Can you describe the process that led to the invention of the QCL?
The process was a gradual one. Ideas like this do not occur like a light bulb suddenly turning on. Rather, it was the culmination of a number of innovations that led to the final invention. My collaborator Jerome Faist and I started off knowing that the QCL would have to be based on resonant tunneling, due to some previous significant research that proposed a way to use this phenomenon to emit photons.
The image we had in mind was of an electron tumbling down an energy staircase made of a particular nanostructured material, designed in a certain way. As the electron tumbles down the stairs, it emits a laser photon at each step. The whole idea of this staircase was to find a way to design a structure that would make a new laser using state-of-the-art quantum well materials made by molecular beam epitaxy (MBE). The QCL would not have happened without the 15-year collaboration between Alfred Cho, who pioneered MBE, and me.
Have any of the QCL’s current uses surprised you?
In the early 1990s, this was blue sky research. We had absolutely no clue that this could have had the impact that it is having. Once we developed the QCL at Bell Labs, we gave the lasers away in droves to researchers at other institutions, so they could tell us what the potential applications could be.
It turns out the applications are wide-ranging. For example, chemists found they could use it for ultrasensitive spectroscopy of gases, since they were looking for a broadly and continuously tunable compact laser that could work at room temperature. In addition, scientists have routinely flown QCLs in the atmosphere to detect trace gases that affect climate. The QCL is currently being developed for chemical sensing and trace gas analysis, such as environmental monitoring, combustion diagnostics and homeland security applications, to name a few. In the future, we’ll see it used for breath analysis as a non-invasive, real-time, highly sensitive and selective medical diagnostics technique.
What’s next for photonics research?
It is difficult to predict where technologies developed out of optics research will go because there are economic, social and political factors that affect which technologies will ultimately make it to the market. I see nanophotonics as an area that is extremely rich for applications.
Not long ago, you switched from industry to academia. What prompted the change?
I was at Bell Labs for 27 years. I realized at some point that I couldn’t stay at one place my whole life. The opportunity to work at Harvard is exciting in that it allows me to do broader work in a larger group and to work with bright students—which I find energizing. I do seek out ties with industry because these collaborations provide access to interesting new problems of which one is often not aware in an academic environment. Fewer companies today are doing long-term research, but they still have problems that need to be solved through that research; universities can fill that gap so that everybody wins.
For students studying physics, what area of research has the greatest need for young minds?

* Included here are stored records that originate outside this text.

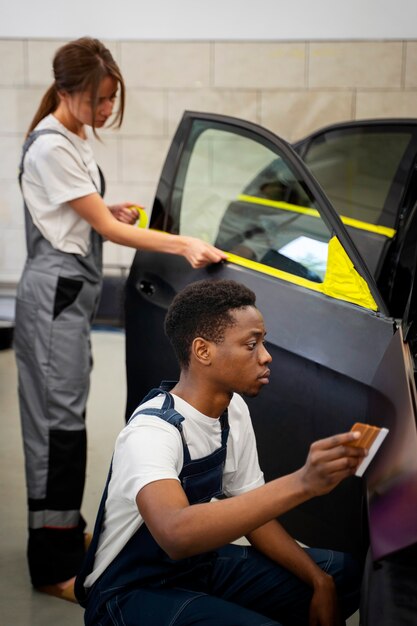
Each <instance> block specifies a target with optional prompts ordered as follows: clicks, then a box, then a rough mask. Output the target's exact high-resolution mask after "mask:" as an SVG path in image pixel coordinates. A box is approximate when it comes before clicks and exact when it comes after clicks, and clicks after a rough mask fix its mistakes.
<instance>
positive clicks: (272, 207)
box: [237, 194, 396, 239]
mask: <svg viewBox="0 0 417 626" xmlns="http://www.w3.org/2000/svg"><path fill="white" fill-rule="evenodd" d="M237 199H238V200H240V201H241V202H250V203H251V204H261V205H263V206H269V207H272V208H273V209H281V210H282V211H292V212H293V213H301V214H302V215H309V216H311V217H320V213H319V212H318V211H317V210H316V209H309V208H308V207H302V206H297V205H296V204H290V203H289V202H279V201H277V200H268V199H267V198H258V197H257V196H247V195H245V194H240V195H239V196H238V197H237ZM340 219H341V220H342V222H343V224H345V225H346V226H352V228H358V229H360V230H367V231H369V232H371V233H376V234H378V235H383V236H384V237H387V238H388V239H392V238H393V237H394V235H395V233H396V230H395V229H394V228H388V226H379V225H378V224H369V222H362V221H361V220H356V219H353V218H352V217H346V216H345V215H340Z"/></svg>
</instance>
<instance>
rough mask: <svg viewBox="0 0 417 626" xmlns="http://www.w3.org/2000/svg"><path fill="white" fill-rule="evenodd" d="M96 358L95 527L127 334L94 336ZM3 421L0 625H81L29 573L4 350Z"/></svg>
mask: <svg viewBox="0 0 417 626" xmlns="http://www.w3.org/2000/svg"><path fill="white" fill-rule="evenodd" d="M93 353H94V370H93V376H92V383H91V392H90V398H89V405H88V412H87V413H88V414H87V422H88V432H89V439H88V442H89V443H88V468H87V482H86V490H85V497H84V506H83V513H84V516H85V517H86V519H87V520H89V523H90V527H91V524H93V522H94V516H95V512H96V510H97V507H98V502H99V500H100V496H101V490H102V487H103V483H104V481H105V477H106V475H107V470H108V464H109V460H110V458H111V453H112V449H113V443H114V439H115V437H116V434H117V433H118V432H119V430H120V429H121V428H122V427H123V424H124V406H125V397H126V386H125V366H124V335H123V334H122V333H114V332H94V333H93ZM0 419H1V421H0V502H1V508H0V555H1V556H0V581H1V586H0V626H56V625H59V626H81V625H82V624H83V612H82V609H81V608H80V607H78V606H76V605H74V604H70V603H69V602H65V601H62V600H58V599H56V598H52V597H48V596H44V595H43V594H40V593H37V592H35V591H33V590H32V588H31V586H30V582H29V578H28V574H27V569H26V560H25V545H26V506H25V501H26V494H25V483H24V467H23V453H22V444H21V435H20V424H19V413H18V406H17V382H16V366H15V361H14V353H13V350H0ZM357 623H358V619H357V616H354V617H353V618H351V620H349V626H355V625H356V624H357ZM155 626H158V625H157V624H156V625H155Z"/></svg>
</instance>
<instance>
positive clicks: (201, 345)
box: [191, 337, 211, 365]
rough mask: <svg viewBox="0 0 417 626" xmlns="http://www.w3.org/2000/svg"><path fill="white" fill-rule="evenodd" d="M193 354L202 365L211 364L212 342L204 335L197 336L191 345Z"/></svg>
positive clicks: (194, 339) (197, 360)
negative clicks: (207, 338) (203, 335)
mask: <svg viewBox="0 0 417 626" xmlns="http://www.w3.org/2000/svg"><path fill="white" fill-rule="evenodd" d="M191 354H192V355H193V357H194V358H195V359H196V360H197V361H198V362H199V363H201V365H210V363H211V342H210V341H207V340H206V339H203V338H202V337H196V338H195V339H194V341H193V343H192V346H191Z"/></svg>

I do not think there is one field that is more important for young researchers to enter than any other. There are so many interesting problems to solve without putting a label on the various fields of research. The divisions between fields are crumbling down, with basic and applied research becoming less distinct from one another, and interdisciplinary research across all fields of science becoming more important. It doesn’t matter if a student is an engineer, physicist, biologist or chemist; what we need are bright young minds who can solve important problems in any field.
What inspired you to study physics?
When I was 7 or 8 years old, my father gave me a book about physics written by a famous science writer in the 1950s. After I read that book, I became hooked on physics and never changed my mind about my career path. I don’t think I even had a particular talent in science; I just fell in love with the ideas of physics.
Federico Capasso will be a featured plenary session speaker at CLEO/IQEC 2009 in Baltimore, Md., U.S.A., from May 31 to June 5.
Angela Stark is OSA’s public and government relations specialist.